De nombreux stratèges autrefois sceptiques sur la pertinence et l’efficacité du QE3 prédisent maintenant quatre ans de marchés haussiers… alors même que les bénéfices et les chiffres d’affaires stagnent et que la classe moyenne américaine se paupérise depuis six ans à un rythme jamais observé depuis 1929/1935.
La hausse de Wall Street n’a plus besoin de consommateurs, ni de vraie croissance (non adossée à toujours plus de dette), ni d’une population disposant d’un emploi et de revenus décents. La seule chose qui compte, ce sont les flux de liquidités… et Janet va en déverser plus que les marchés n’en ont jamais rêvé.

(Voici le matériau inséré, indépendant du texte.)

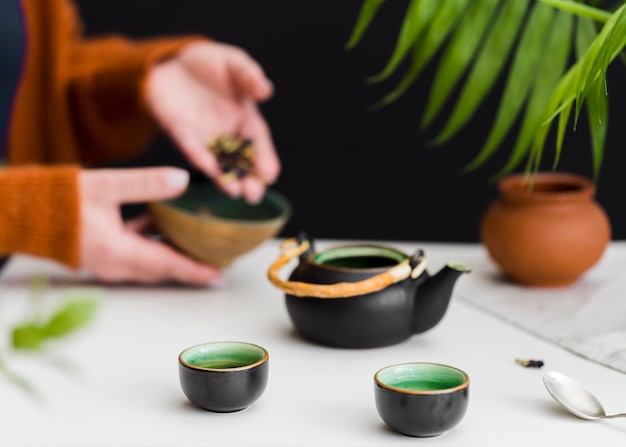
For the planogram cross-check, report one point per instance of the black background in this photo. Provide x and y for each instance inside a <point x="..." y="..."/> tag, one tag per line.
<point x="352" y="173"/>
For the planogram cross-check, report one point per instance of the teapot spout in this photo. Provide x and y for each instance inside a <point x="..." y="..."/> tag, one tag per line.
<point x="433" y="296"/>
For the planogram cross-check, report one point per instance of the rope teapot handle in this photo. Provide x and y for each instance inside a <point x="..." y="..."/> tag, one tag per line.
<point x="291" y="249"/>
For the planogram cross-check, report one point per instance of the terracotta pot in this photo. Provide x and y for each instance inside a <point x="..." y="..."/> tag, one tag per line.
<point x="548" y="232"/>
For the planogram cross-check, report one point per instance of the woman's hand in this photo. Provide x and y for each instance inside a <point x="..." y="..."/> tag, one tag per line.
<point x="115" y="251"/>
<point x="209" y="89"/>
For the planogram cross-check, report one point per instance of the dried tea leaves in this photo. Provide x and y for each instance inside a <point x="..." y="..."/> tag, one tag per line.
<point x="235" y="156"/>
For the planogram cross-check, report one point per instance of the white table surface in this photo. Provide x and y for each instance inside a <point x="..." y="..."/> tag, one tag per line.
<point x="120" y="384"/>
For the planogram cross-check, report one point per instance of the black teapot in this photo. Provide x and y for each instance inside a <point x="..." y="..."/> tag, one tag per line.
<point x="362" y="296"/>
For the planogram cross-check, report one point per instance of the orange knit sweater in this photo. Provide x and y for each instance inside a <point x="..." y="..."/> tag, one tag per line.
<point x="79" y="102"/>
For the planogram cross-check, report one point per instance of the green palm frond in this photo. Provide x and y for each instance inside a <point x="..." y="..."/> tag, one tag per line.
<point x="552" y="53"/>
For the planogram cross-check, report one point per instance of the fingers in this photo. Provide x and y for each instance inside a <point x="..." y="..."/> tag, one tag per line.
<point x="135" y="185"/>
<point x="138" y="259"/>
<point x="266" y="161"/>
<point x="247" y="74"/>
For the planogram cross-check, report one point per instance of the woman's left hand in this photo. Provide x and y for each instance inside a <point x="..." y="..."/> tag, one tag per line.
<point x="209" y="89"/>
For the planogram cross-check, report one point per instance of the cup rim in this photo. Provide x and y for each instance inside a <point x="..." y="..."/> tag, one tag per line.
<point x="462" y="386"/>
<point x="263" y="360"/>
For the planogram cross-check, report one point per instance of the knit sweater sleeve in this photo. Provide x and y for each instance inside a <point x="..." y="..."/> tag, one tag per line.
<point x="39" y="213"/>
<point x="106" y="93"/>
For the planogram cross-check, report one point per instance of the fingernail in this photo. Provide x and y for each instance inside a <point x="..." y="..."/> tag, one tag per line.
<point x="177" y="178"/>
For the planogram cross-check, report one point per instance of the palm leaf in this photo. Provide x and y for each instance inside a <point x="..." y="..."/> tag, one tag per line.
<point x="550" y="69"/>
<point x="522" y="76"/>
<point x="487" y="66"/>
<point x="476" y="39"/>
<point x="442" y="23"/>
<point x="366" y="15"/>
<point x="458" y="55"/>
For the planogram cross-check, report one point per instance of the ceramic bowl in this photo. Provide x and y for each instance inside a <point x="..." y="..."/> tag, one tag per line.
<point x="214" y="228"/>
<point x="421" y="399"/>
<point x="223" y="377"/>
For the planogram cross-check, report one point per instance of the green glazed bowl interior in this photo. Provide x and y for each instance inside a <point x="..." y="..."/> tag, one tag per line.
<point x="229" y="356"/>
<point x="203" y="199"/>
<point x="422" y="378"/>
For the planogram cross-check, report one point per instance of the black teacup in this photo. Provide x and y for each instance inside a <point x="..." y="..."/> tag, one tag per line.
<point x="421" y="399"/>
<point x="223" y="376"/>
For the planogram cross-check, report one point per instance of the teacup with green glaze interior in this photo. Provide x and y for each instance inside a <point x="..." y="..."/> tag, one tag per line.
<point x="224" y="376"/>
<point x="421" y="399"/>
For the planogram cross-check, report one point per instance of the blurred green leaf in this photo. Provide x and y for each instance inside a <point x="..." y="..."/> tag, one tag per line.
<point x="77" y="309"/>
<point x="73" y="315"/>
<point x="28" y="336"/>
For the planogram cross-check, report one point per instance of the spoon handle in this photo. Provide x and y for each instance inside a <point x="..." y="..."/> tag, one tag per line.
<point x="619" y="415"/>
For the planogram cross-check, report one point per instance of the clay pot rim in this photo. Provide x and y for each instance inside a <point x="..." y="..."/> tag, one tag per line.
<point x="546" y="186"/>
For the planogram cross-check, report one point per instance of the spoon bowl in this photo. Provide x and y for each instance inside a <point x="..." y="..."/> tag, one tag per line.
<point x="575" y="398"/>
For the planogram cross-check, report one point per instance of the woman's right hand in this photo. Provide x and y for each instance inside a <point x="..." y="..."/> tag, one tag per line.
<point x="116" y="251"/>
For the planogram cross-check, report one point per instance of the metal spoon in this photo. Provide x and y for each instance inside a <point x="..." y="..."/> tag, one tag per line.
<point x="574" y="397"/>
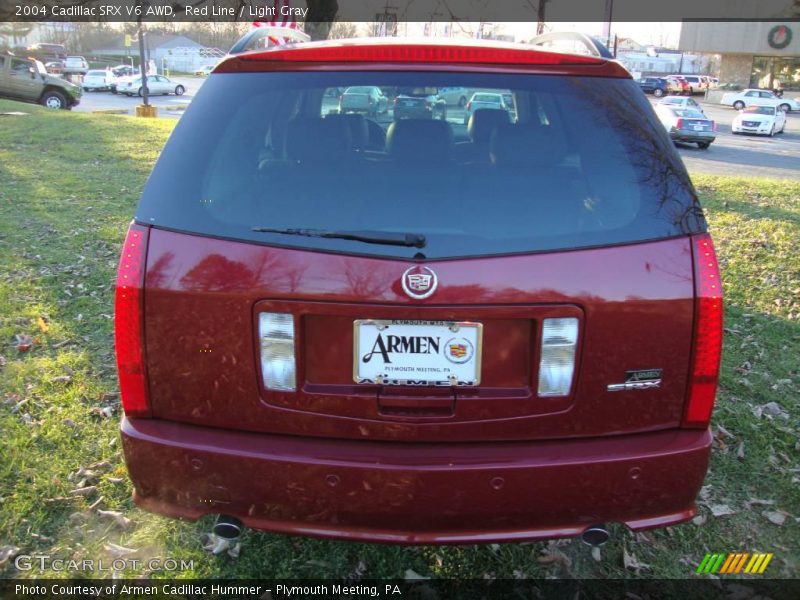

Oui, c’est bien parti pour quatre ans de hausse ininterrompue et un S&P 500 à 2 000 dès la mi-2014. C’est à qui produira la prévision la plus outrageusement optimiste… Tous les verrous psychologiques ont sauté, plus aucun argument contrarien n’est audible.
La perception d’un scénario à sens unique est peut-être encore plus hégémonique qu’en 2000. Toutefois, ce que nous risquons d’ici fin 2013/début 2014, ce n’est pas le krach des dot.com mais bien celui des dettes.com.